4. Танго «Три килограмма редиски»

Эпилог: Танго

Танго, конечно, имелось в виду вполне конкретное: Игоря Стравинского. Первое же прослушивание этого музыкального произведения вселило какую-то радостную, необъяснимо-сказочную надежду, лишь усилившую то удивительно-свежее, трепетно-взволнованное предощущение каких-то радостных и невероятных «открытий», что по-особенному окрашивало солнцевские ночи и дни, вынуждая даже губы красить золотисто-солнечной помадой. - «Фу, желтые губы. На это только ты способна». - А я и вправду, если честно, обожала эту помаду и, случайно встретив, купила сразу пять флакончиков, - это был очень солнечный год, солнце светило прямо внутри квартиры (впрочем, время от времени все же трансформируясь в луну).

Что-то сконцентрировалось, сосредоточилось, набухло и частой дробью печатной машинки вылилось на листы формата А4. Действие начиналось в узкой комнате московской квартиры, где среди множества рыб и тесных стен обнаружился и не очень аутентичный предмет – массивный треножник с панисками, прямо из Петрония, сквозь который камера и смотрела на происходящее, которое дублировало своей визуальной неразборчивостью легкомысленный, но и очень заинтересованный разговор про какие-то туфли. Но это лишь пролог. Основное действие, как выяснится в конце текста, развернулось то ли во сне героини, то ли в полусонном воображении героя, то ли прямо в музыке Стравинского (на мой слух очень кинематографической), так что в эпилоге герои обнаружили себя прямо между сном и явью, между музыкой и повседневным рядом, а именно в ночной рубашке на двоих, сшитой героиней где-то там, в воображении, в медитации, во сне, в неторопливо-сосредоточенном движении мелодии (которая с удивительной настойчивостью повторяется по ходу сценария пять раз) и сплошь обшитой всякими символическими предметиками – незабудками, колокольчиками, квадратиками Малевича и т.д. и т.п., от которых герои тут же начинают «освобождаться» (где что давит и что впивается), и одновременно с этим раздвигается само пространство их «яви». Ненавязчиво объединяя Петрония, христианскую троицу (где все трое в ряд и все трое смотрят), намеки на «Анну Каренину» (например, два Алексея), русский рок с почти прямыми отсылками к «Аквариуму» и «Кино», полубессознательное рукоделие, зеркала и отражения, царство Аида прямо под письменным столом, полухаотическое постобэриутское кружение текстовых элементов, симпатичные диалоги, музыку Стравинского, сценарий словно бы нащупывал какое-то среднегеодезическое культурологическое русло, по которому в жизнь героев и стекает:

- Платон! – как, собственно, и объявила вдруг как-то вечером ИП и добавила, года четыре спустя, в 1997 г., прямо после защиты своей кандидатской диссертации на тему «Происхождение романа»: - Ты ведь знаешь, главная идея диссертации меня и посетила при чтении сценария «Четыре танго».

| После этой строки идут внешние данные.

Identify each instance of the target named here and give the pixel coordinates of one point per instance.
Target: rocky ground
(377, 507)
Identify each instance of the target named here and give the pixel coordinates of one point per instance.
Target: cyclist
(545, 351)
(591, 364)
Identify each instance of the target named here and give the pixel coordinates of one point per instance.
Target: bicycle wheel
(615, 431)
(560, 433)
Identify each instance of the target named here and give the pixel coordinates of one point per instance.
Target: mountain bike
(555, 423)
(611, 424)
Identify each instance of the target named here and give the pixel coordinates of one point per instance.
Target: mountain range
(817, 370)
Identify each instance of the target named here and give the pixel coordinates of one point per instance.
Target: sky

Главной идеей было то, что и так плавало прямо на колышущейся, полупрозрачной, безвольно-светящейся поверхности текста - незатейливо «бытовое» повествование про «отношения мужчины и женщины» диктуется не фабульным сюжетом (его вообще как будто в тексте нет), а исключительно сложно-организованной, почти что математически-просчитанной (а ведь ничего не просчитывалось, просто написалось как писалось) и слегка ассиметричной композицией текста, которая и определяет все внутренние мотивировки развития этих самых любовных отношений, хоть слово «любовь» не употребляется в тексте ни разу. Вот в этой композиции – в этой внешней воле, и определившей субъективно-капризный излом именно этой любовной истории (рассказанной, разумеется, аллегорически) – и кроются все «истинные» причинно-следственные связи, правящие судьбу их «чувств». А сама композиция по целому ряду параметров и была опознана ИП как платоновская, хоть сам текст не содержал ни одного платоновского словечка. Но что все это значит, оставалось расплывчато-непонятным.

Сама я считала сценарий нашим коллективным солнцевским «достоянием» (ряд мотивов туда просочился, очевидно, прямо из личности ИП), впрочем, никому особо-то и не пригодившимся. Ведь еще пару лет спустя, словно бы забыв, а, быть может, и вправду забыв свои слова про происхождение основной идеи своей диссертации, ИП нашла нужным вдруг снова сказать, ни с того ни с сего, а ведь столько лет уж прошло:

- А про Гоголя мне больше понравилось, чем про любовь. Про любовь-то и так все понятно.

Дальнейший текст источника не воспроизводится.